Rund 51 Millionen Menschen sind in Italien aufgerufen, über ein neues Parlament abzustimmen. Die populistische Fünf-Sterne-Bewegung ist in Umfragen stärkste Einzelkraft, mit 28 Prozent aber weit von der Mehrheit entfernt. Die Sozialdemokraten mit ihrem Chef Matteo Renzi, die mit Paolo Gentiloni den Regierungschef stellen, müssen sich auf eine Schlappe gefasst machen.
Wegen des neuen italienischen Wahlrechts müssen Parteien oder Allianzen auf etwa 42 Prozent kommen, um regieren zu können. Da das laut Umfragen derzeit niemand schafft, wird mit einer schwierigen Regierungsbildung gerechnet - an deren Ende gar Neuwahlen stehen könnten.

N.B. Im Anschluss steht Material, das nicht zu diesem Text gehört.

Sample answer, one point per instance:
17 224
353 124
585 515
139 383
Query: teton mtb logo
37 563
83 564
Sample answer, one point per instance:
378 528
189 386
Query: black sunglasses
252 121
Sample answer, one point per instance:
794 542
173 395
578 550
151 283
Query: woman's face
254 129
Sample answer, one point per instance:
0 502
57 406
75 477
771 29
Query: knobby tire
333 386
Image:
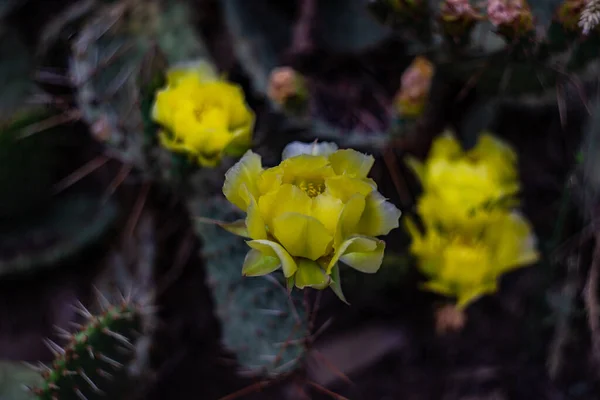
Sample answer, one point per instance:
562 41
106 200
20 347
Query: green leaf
257 264
336 283
310 274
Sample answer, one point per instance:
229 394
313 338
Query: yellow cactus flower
203 116
468 266
458 185
314 209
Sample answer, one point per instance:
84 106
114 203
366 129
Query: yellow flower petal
270 180
255 224
327 209
515 244
351 162
287 198
310 274
362 253
305 167
315 148
258 263
439 287
379 217
272 249
349 218
244 173
360 256
301 235
206 117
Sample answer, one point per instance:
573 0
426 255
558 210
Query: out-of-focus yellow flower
468 266
414 90
203 116
314 209
462 187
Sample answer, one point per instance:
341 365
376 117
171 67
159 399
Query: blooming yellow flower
317 207
468 266
203 116
461 187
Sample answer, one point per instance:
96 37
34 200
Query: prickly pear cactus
262 324
94 363
342 26
108 56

Berlusconi selbst kann nicht Ministerpräsident werden. Nach einer Verurteilung wegen Steuerhinterziehung darf der 81-Jährige bis 2019 keine politischen Ämter bekleiden - dagegen klagt er vor dem Europäischen Gerichtshof für Menschenrechte. Berlusconi musste 2011 zurücktreten. Weltweit für Aufsehen sorgten der "Bunga Bunga"-Sexskandal und die "Ruby"-Affäre, bei der es um den Vorwurf der Beihilfe zur Prostitution von Minderjährigen sowie Amtsmissbrauch ging. Obwohl der Mailänder Multimillionär nach einer Herz-OP gesundheitlich angeschlagen ist, hat er in seiner Partei noch nicht Platz für einen Erben gemacht.